Raewyn Russell broke her back in October 2014 while riding in high speed vessel Mack Attack, owned by Paihia-based Seafort Holdings, whose sole director and shareholder was Richard John Prentice.
The 60-year-old Havelock North resident and her husband, Craig, had booked a trip for the second day of their break in the north after spotting an advertisement for Mack Attack jet boat rides. The boat is no longer owned by Prentice.
Four years on, Russell still suffers back pain and said she could not stand for long. She was bedridden for three months, went through months of physiotherapy and had to give up her career as a manager and travelling salesperson.
Maritime New Zealand ordered Prentice to pay $32,630 in reparation and the company was fined another $55,000. He was fined a further $5500 for failing to take practical steps to help keep passengers safe.
Seafort Holdings was fined $90,000 following a similar incident in 2012 when a 53-year-old female passenger was left a paraplegic after a rough trip in the Bay of Islands. And company also ran into issues in 2013 when Mack Attack was involved in a near-miss incident with a ferry.
Prentice and his company successfully appealed to the High Court against their sentence and conviction for the 2014 incident — a decision that annoyed Russell who had earlier called for harsher consequences.
"I am furious that he can get his licence back and do it to somebody else. I am just one of the many who has suffered but there's nothing I can do about it. That's the justice system in New Zealand," she said.
Russell said she could not go back to her old job as a sales' rep and lived in constant pain.
Maritime NZ said it was disappointed with the High Court's decision but would not appeal.
In May 2016, Maritime NZ cancelled Prentice's New Zealand Coastal Master Certificate and Commercial Launchmaster Certificate under the Maritime Transport Act 1994 after an
internal review panel considered Prentice's involvement in historical incidents and other matters and summarised them under four patterns of behaviour.
Prentice appealed the revocation decision to the District Court and won.
He also appealed his sentence and conviction and a ruling issued by Justice Simon France said there was a dearth of evidence concerning a heightened risk for old and overweight passengers on board the vessel.
The charges against Prentice and his company related to them not telling "old" and "overweight" passengers there was a heightened risk of back injuries resulting from jolting if they were seated in the front seats.

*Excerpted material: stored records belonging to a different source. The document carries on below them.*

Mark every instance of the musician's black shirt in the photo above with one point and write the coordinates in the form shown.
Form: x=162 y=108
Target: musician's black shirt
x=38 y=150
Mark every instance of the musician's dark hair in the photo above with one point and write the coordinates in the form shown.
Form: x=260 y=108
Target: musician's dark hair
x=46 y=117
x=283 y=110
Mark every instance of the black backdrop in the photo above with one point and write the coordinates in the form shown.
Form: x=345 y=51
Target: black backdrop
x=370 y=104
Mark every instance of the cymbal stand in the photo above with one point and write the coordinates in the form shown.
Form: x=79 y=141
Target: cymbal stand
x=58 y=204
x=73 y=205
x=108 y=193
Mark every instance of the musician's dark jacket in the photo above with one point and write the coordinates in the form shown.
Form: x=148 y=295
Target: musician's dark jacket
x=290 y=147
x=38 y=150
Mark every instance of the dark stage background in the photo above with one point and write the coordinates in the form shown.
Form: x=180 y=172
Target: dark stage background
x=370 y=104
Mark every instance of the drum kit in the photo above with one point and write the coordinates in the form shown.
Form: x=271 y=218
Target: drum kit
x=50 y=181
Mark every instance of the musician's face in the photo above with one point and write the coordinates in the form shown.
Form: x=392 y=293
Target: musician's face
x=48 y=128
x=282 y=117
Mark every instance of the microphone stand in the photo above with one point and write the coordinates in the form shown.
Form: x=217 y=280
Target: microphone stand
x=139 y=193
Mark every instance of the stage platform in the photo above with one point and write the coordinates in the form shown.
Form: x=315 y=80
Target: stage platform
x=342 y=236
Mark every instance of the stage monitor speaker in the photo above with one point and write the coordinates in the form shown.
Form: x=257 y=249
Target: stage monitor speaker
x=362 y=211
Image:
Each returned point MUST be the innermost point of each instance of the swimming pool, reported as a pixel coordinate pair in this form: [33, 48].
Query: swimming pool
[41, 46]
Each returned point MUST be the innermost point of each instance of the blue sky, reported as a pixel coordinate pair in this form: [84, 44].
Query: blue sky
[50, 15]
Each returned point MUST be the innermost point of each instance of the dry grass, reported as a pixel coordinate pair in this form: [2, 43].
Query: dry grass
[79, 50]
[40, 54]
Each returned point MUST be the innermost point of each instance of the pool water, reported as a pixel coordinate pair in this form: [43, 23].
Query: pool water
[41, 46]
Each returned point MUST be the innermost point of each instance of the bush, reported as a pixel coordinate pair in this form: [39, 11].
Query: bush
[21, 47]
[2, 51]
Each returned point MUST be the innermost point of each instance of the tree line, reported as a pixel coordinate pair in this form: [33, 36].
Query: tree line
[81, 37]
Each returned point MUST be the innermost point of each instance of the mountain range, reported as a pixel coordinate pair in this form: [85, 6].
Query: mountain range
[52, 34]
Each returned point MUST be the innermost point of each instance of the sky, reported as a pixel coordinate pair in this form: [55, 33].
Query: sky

That failure, the second charge said, created unnecessary danger or risk to those passengers who may have chosen a different seat if risks were outlined.
Prentice and his company successfully argued it could not be shown there was a greater risk to passengers in the front seats and, if there was, that risk was mitigated by the use of D-type spring seats.
Justice France said "older" was plainly in the eye of the beholder and that one would have expected a more concrete criteria such as identifying a particular age.
Likewise, he questioned the definition of "overweight" and said evidence did not establish why those two groups of people had to be warned.
"Presumably the theory is that because of their status as older or overweight these people have characteristics that carry greater risk when exposed to the alleged heightened movement of the front seats.
"However, what those characteristics are is elusive, and not established by the evidence," Justice France said.
Prentice could not be reacherd for comment yesterday.